Because of the extreme risks of fentanyl products taken through the mouth, the FDA required Subsys and similar medications to be dispensed only through a special safety program called TIRF REMS (Transmucosal Immediate-Release Fentanyl Risk Evaluation and Mitigation Strategy). Under this program, prescribing doctors had to be certified and had to document that a patient was opioid-tolerant with every prescription. Pharmacies dispensing the drug also needed certification and were required to verify opioid tolerance at every fill. Patients themselves had to sign an agreement form and be enrolled in a registry.
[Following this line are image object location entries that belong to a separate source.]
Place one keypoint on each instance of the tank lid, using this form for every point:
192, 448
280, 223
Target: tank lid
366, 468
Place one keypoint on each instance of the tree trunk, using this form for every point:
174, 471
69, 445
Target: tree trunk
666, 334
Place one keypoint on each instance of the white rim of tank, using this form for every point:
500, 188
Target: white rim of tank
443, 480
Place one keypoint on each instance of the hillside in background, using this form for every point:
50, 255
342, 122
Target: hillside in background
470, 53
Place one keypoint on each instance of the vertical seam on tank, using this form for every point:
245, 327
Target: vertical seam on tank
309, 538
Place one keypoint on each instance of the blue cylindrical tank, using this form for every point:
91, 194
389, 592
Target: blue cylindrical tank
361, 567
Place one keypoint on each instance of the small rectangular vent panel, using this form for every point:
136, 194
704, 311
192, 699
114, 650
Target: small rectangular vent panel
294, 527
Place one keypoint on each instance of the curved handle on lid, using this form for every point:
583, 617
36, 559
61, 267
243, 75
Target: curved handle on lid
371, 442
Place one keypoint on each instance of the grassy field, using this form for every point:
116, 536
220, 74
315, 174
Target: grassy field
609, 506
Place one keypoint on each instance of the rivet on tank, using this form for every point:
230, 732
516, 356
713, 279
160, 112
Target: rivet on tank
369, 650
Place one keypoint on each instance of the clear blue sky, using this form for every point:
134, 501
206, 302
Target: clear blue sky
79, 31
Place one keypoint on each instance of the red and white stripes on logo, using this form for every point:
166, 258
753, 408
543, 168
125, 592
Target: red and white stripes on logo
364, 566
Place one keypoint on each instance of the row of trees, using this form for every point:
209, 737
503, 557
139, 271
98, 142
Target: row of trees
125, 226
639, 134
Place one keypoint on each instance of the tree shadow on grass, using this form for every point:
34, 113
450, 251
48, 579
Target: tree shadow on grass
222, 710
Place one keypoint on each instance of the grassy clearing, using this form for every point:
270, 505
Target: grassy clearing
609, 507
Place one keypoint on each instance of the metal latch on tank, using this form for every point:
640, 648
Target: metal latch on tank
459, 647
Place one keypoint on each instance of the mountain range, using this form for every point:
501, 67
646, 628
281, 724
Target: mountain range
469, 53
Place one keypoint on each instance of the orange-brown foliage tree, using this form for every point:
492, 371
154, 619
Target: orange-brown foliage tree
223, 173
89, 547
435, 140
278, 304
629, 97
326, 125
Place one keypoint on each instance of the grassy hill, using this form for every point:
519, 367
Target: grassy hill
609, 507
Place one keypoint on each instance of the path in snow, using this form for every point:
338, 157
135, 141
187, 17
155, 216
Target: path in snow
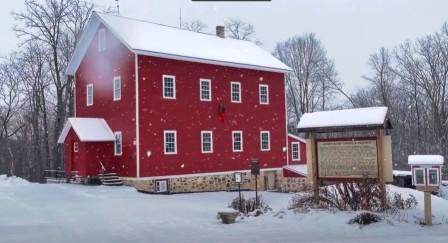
75, 213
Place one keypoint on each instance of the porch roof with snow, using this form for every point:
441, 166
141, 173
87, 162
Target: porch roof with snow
425, 160
344, 120
88, 130
152, 39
These safeguards existed because fentanyl at these doses can cause fatal respiratory depression, where breathing slows or stops entirely. That risk is especially high in people who haven’t built up a tolerance to opioids. Even accidental exposure to a single dose could be lethal for a child or an opioid-naive adult.

The Insys Therapeutics Scandal

Subsys became one of the most notorious drugs of the American opioid crisis, largely because of the criminal behavior of its manufacturer, Insys Therapeutics. The U.S. Department of Justice found that between August 2012 and June 2015, Insys ran fraudulent “speaker programs” that were supposed to be educational events for healthcare providers. In reality, these dinners and lunches were vehicles for paying bribes and kickbacks to doctors in exchange for writing more Subsys prescriptions at higher doses.

The company also encouraged doctors to prescribe Subsys to patients who did not have cancer, directly violating the drug’s approved use. To get insurers to pay for these off-label prescriptions, Insys employees lied about patients’ diagnoses, submitting false claims to Medicare and TRICARE (the military health system).

In 2019, Insys agreed to a $225 million settlement to resolve both criminal and civil investigations. The company’s operating subsidiary pleaded guilty to five counts of mail fraud. Insys was also placed under a five-year Corporate Integrity Agreement with federal oversight. The company’s founder, John Kapoor, was convicted of racketeering along with several other executives, marking one of the first times pharmaceutical executives faced criminal prosecution for fueling the opioid epidemic. Insys later filed for bankruptcy.

Current Availability

Subsys is no longer being manufactured. In August 2024, the makers of all TIRF medicines, the category that included Subsys, announced that production would be discontinued as of September 30, 2024. The TIRF REMS program stopped accepting new enrollments for patients, prescribers, and pharmacies after that date. For cancer patients who relied on fast-acting fentanyl products, alternative formulations and pain management approaches have taken their place.